Global Insight: Call for tougher stance on Gaza

New Zealand should urge the United States to stop supplying Israel with weapons for a conflict where war crimes are being committed, Prof Robert Patman says.

The foreign affairs specialist said New Zealand’s recent track record on Gaza was mixed.

The country had twice voted at the United Nations in support of cease-fires in the conflict between Israel’s military and Gaza-based Hamas fighters. But Prof Patman said New Zealand’s government should publicly call for a cessation to hostilities.

Smoke rises from damaged residential buildings following the Israeli attacks on Khan Yunis in...
Smoke rises from damaged residential buildings following the Israeli attacks on Khan Yunis in Gaza on Wednesday. Photo: Abed Rahim Khatib/Anadolu via Getty Images
In addition, the coalition government should be asking the United States to reconsider arming Israel’s unequal war in Gaza, Prof Patman told Global Insight.

‘‘New Zealand should be saying to the United States: please think again about providing arms to Israel in a one-sided conflict in which large numbers of Palestinians are being killed, 23,000. And about 10,000 of those are children, who had nothing to do with the horrific events of the seventh of October.

‘‘So in other words, this is a disproportionate response.

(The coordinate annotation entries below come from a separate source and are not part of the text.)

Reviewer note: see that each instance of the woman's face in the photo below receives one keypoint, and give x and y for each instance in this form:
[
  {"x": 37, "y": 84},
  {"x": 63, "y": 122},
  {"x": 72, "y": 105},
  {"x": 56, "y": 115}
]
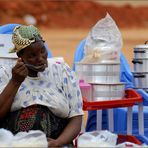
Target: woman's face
[{"x": 36, "y": 55}]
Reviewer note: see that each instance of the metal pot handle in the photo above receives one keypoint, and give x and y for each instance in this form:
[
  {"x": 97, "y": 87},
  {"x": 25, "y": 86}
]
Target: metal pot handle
[{"x": 137, "y": 61}]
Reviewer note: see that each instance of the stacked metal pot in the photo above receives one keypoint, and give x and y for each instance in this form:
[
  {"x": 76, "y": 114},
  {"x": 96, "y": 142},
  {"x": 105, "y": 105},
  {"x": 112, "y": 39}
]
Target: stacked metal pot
[
  {"x": 104, "y": 79},
  {"x": 140, "y": 62}
]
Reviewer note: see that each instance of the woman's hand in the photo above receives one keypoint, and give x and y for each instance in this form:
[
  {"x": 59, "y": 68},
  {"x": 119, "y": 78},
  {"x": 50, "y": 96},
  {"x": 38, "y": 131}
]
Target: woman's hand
[
  {"x": 53, "y": 143},
  {"x": 19, "y": 71}
]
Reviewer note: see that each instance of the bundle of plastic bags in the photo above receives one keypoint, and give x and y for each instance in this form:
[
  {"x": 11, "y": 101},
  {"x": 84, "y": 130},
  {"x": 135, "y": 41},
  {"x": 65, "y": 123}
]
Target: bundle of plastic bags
[
  {"x": 103, "y": 43},
  {"x": 23, "y": 139}
]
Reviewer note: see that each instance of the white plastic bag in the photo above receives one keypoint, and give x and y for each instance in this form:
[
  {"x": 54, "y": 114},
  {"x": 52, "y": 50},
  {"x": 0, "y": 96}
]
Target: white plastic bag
[
  {"x": 97, "y": 139},
  {"x": 33, "y": 138},
  {"x": 103, "y": 43}
]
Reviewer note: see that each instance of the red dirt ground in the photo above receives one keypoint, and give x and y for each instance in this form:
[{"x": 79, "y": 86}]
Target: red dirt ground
[{"x": 70, "y": 13}]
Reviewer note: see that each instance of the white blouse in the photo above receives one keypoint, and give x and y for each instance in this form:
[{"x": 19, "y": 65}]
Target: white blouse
[{"x": 56, "y": 87}]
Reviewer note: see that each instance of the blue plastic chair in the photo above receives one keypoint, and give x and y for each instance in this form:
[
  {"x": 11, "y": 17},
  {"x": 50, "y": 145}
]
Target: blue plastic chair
[
  {"x": 120, "y": 114},
  {"x": 8, "y": 29}
]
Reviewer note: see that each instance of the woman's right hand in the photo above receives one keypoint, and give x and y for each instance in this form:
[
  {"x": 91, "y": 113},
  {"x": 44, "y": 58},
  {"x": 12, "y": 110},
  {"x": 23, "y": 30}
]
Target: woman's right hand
[{"x": 19, "y": 71}]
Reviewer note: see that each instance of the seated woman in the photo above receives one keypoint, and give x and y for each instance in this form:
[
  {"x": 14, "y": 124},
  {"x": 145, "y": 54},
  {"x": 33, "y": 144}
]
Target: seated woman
[{"x": 37, "y": 95}]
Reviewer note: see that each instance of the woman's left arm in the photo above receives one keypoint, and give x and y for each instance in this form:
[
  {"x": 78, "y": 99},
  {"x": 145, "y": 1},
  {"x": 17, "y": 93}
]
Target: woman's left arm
[{"x": 69, "y": 133}]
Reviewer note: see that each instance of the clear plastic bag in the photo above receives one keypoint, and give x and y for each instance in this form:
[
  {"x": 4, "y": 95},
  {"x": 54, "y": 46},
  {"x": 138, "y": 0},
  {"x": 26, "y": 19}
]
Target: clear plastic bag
[
  {"x": 97, "y": 139},
  {"x": 103, "y": 43},
  {"x": 34, "y": 138}
]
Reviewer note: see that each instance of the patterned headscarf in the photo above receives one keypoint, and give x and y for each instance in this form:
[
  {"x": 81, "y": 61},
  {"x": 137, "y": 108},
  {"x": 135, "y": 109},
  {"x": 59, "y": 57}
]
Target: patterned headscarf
[{"x": 23, "y": 36}]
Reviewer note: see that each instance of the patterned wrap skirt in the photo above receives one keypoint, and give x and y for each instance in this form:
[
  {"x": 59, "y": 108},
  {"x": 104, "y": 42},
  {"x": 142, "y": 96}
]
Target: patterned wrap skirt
[{"x": 35, "y": 117}]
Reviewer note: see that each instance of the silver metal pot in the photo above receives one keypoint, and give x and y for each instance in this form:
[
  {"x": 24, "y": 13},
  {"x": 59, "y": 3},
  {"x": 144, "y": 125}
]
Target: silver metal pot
[
  {"x": 141, "y": 80},
  {"x": 141, "y": 51},
  {"x": 140, "y": 65},
  {"x": 145, "y": 89},
  {"x": 98, "y": 73},
  {"x": 102, "y": 92}
]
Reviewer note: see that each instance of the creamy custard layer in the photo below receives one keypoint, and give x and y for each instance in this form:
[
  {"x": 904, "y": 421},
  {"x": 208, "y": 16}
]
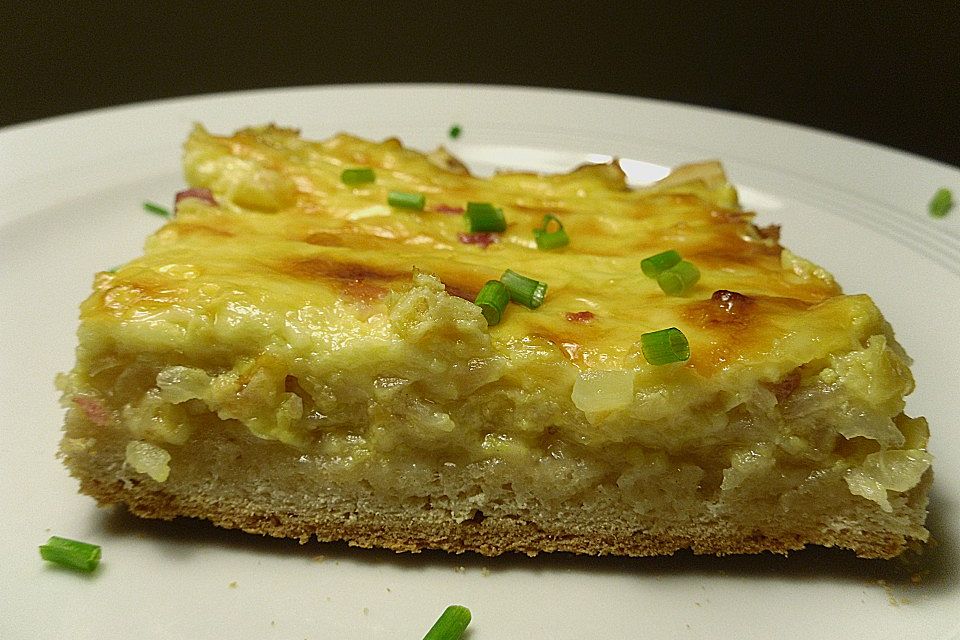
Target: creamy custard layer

And it's not in the interest of liberal democracies - particularly when war crimes are being committed - to continue this current conflict.’’

Prof Patman made the comments on Global Insight while providing an international affairs forecast for this year. 

The University of Otago academic outlined how he thought the Ukraine-Russia war would develop; discussed the significance of coming elections in Taiwan and the United States; signalled the ongoing impact of globalisation and climate change; and pointed to an internal tension in the coalition government’s approach to the world’s two biggest super powers.